« Il faudra cent cinquante ans pour réhabiliter le golfe de Gabès », avertit Houcine Rhili, expert en développement et en ressources hydrauliques. Invité ce mardi sur les ondes de Jawhara FM, il a décrit une situation « critique », où les rejets du Groupe chimique tunisien (GCT) continuent de polluer massivement la mer et l’air.
14 000 tonnes de déchets par jour dans la mer
Selon lui, près de 14 000 tonnes de déchets sont déversées chaque jour dans le golfe, tandis que la mer Méditerranée « se renouvelle à peine tous les cent ans ». Un équilibre rompu, qui exige, selon l’expert, le lancement immédiat de « solutions progressives et réalistes » :
« On ne peut pas tout arrêter du jour au lendemain, mais on peut transformer le phosphate différemment. Des techniques plus propres existent, encore faut-il les adopter ».
Gabès, bombe écologique
Les propos de Houcine Rhili surviennent alors que Gabès suffoque à nouveau. Plusieurs élèves du collège Chatt Essalem ont été victimes d’asphyxie à la suite d’une fuite de gaz émanant d’une unité du GCT. Des dizaines d’enfants ont été pris en charge dans les hôpitaux de la région, certains ayant perdu connaissance.
Cet incident, loin d’être isolé, s’ajoute à une série de fuites toxiques ayant provoqué la colère des habitants.

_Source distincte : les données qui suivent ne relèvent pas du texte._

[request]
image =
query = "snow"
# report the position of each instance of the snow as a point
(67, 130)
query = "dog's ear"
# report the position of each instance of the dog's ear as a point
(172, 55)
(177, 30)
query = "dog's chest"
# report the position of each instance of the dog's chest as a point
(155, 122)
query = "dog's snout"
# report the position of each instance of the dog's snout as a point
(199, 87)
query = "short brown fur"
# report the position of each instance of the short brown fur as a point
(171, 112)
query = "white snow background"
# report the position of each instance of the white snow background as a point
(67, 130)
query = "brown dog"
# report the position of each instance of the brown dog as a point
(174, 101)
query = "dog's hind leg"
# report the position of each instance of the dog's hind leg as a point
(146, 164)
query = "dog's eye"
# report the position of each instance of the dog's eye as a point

Des manifestations et des actes de vandalisme ont visé récemment le siège régional du Groupe chimique, symbole d’un ras-le-bol accumulé depuis des décennies.

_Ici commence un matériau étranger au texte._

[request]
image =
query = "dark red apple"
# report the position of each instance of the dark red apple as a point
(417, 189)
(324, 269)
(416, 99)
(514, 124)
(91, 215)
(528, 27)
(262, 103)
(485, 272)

Pour Houcine Rhili, la situation dépasse la simple pollution. Il s’agit d’une bombe à retardement qui combine enjeux économiques, sanitaires et sociaux. « Déplacer les habitants n’est pas une solution, car les émanations se propagent sur des kilomètres », a-t-il expliqué, évoquant des problèmes de maintenance et de sécurité « graves », avec des émissions « cinq fois par mois » en moyenne.
Il rappelle que :
« Le GCT ne dispose pas des moyens financiers pour réhabiliter l’ensemble de ses 13 unités industrielles dont 80 % nécessitent une remise à niveau urgente. La déconstruction d’une seule unité coûterait cinq milliards de dinars ».

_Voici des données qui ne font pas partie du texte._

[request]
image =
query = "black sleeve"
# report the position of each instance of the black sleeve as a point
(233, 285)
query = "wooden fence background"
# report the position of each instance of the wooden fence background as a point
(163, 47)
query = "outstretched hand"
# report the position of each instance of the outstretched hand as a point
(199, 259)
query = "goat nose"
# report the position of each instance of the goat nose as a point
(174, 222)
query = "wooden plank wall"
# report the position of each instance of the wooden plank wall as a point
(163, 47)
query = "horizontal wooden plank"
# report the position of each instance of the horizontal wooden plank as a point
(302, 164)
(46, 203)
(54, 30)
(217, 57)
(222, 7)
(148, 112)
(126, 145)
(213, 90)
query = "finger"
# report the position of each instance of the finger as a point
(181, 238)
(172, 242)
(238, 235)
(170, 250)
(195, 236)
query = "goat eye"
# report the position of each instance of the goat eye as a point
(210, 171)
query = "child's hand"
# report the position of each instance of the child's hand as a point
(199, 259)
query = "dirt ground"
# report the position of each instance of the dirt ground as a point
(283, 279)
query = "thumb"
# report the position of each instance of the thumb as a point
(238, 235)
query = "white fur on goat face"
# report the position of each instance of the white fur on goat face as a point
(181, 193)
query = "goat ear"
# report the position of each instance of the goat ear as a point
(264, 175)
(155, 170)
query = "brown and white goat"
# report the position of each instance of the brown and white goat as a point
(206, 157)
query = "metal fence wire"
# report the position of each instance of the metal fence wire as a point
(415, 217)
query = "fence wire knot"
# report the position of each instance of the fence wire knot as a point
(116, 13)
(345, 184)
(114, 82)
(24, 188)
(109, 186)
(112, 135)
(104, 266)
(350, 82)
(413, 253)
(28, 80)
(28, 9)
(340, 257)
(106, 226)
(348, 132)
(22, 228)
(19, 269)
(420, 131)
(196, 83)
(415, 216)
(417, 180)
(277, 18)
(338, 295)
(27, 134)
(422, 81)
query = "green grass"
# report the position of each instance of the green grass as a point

Face à cette succession d’incidents, le président Kaïs Saïed a convoqué samedi 11 octobre la ministre de l’Industrie Fatma Thabet et le ministre de l’Environnement Habib Abid. Une mission conjointe a été dépêchée à l’usine du GCT afin d’évaluer les dégâts et de proposer des mesures correctives immédiates.
Mais sur le terrain, les habitants parlent déjà d’un « écocide silencieux », dénonçant des promesses non tenues et une injustice environnementale persistante. Pour beaucoup, le golfe de Gabès reste le symbole d’un modèle industriel à bout de souffle, où la mer et la santé publique continuent de payer le prix du phosphate.